Let’s run it! Wait, but how? Remember, we have two options: including all of the dummies, or de-meaning the data. How exactly you run this model depends on the particular software used. Below shows it being run in R, using the plm
package. Most packages, including this one, perform the analysis via de-meaning.
# Load the package
library(plm)
Loading required package: Formula
# Set the data up as a panel
d_panel <- pdata.frame(d, index=c("id", "year"))
# Run the model
model <- plm(lwage ~ hours, data=d_panel, model="within")
summary(model)
term | estimate | std.error | statistic | p.value |
---|---|---|---|---|
hours | -0.00438 | 0.00079 | -5.53462 | 0 |
Because of the use of the fixed effect, we can interpret the coefficient on hours now as the expected change in log wages for a one unit change in hours for an individual over time.

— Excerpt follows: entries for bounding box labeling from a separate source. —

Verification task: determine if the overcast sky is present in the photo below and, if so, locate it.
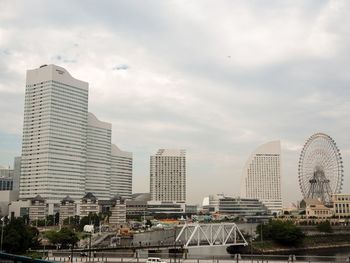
[0,0,350,205]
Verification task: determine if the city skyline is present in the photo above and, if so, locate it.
[0,1,350,204]
[19,64,132,203]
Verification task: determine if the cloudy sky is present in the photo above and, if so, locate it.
[0,0,350,204]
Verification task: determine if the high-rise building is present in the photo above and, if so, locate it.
[20,65,89,200]
[241,141,282,213]
[150,149,186,203]
[111,144,132,199]
[20,65,132,203]
[85,113,112,199]
[13,156,21,191]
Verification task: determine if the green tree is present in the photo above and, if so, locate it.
[316,220,333,233]
[3,218,39,254]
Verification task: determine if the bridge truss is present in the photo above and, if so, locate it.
[176,223,248,248]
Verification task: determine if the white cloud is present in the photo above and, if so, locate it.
[0,0,350,202]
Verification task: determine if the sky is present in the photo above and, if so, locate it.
[0,0,350,205]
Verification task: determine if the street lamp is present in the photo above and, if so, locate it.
[0,217,5,252]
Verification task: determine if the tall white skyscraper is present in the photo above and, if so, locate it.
[241,141,282,213]
[20,65,89,200]
[85,112,112,199]
[20,65,132,203]
[111,144,132,198]
[150,149,186,203]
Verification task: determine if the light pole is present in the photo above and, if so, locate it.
[0,217,5,252]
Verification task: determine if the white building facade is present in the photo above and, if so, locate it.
[110,144,132,199]
[20,65,132,205]
[241,141,282,213]
[85,112,112,199]
[150,149,186,203]
[20,65,88,200]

What is nice about this is that you essentially capture any and all systematic differences across people that are time-invariant, meaning that they do not change over time and thus, there is no variation in our data within individuals. Say, for the sake of argument, that none of our faculty changed genders within this time frame. As such, we do not have to worry about the confounding role of gender in wages because that is taken care of in the individual fixed effect. In fact, we do not have to worry about any time-invariant characteristics of individuals. (You still should, in your models, control for any time-variant characteristics of individuals that would predict both weekly hours and wages.)
Why is this good? For many people, this is a big, huge step in analyses towards being able to claim causality. While there are still issues in terms of being able to claim the directionality of the relationship and with possible time-variant confounders, the elimination of time-invariant characteristics is often a really big deal for us as social scientists. So, be careful in your use of fixed effects for causality, but also recognize the great benefits that there are to these models. Finally, most importantly, remember to call your mother because she would like to hear from you.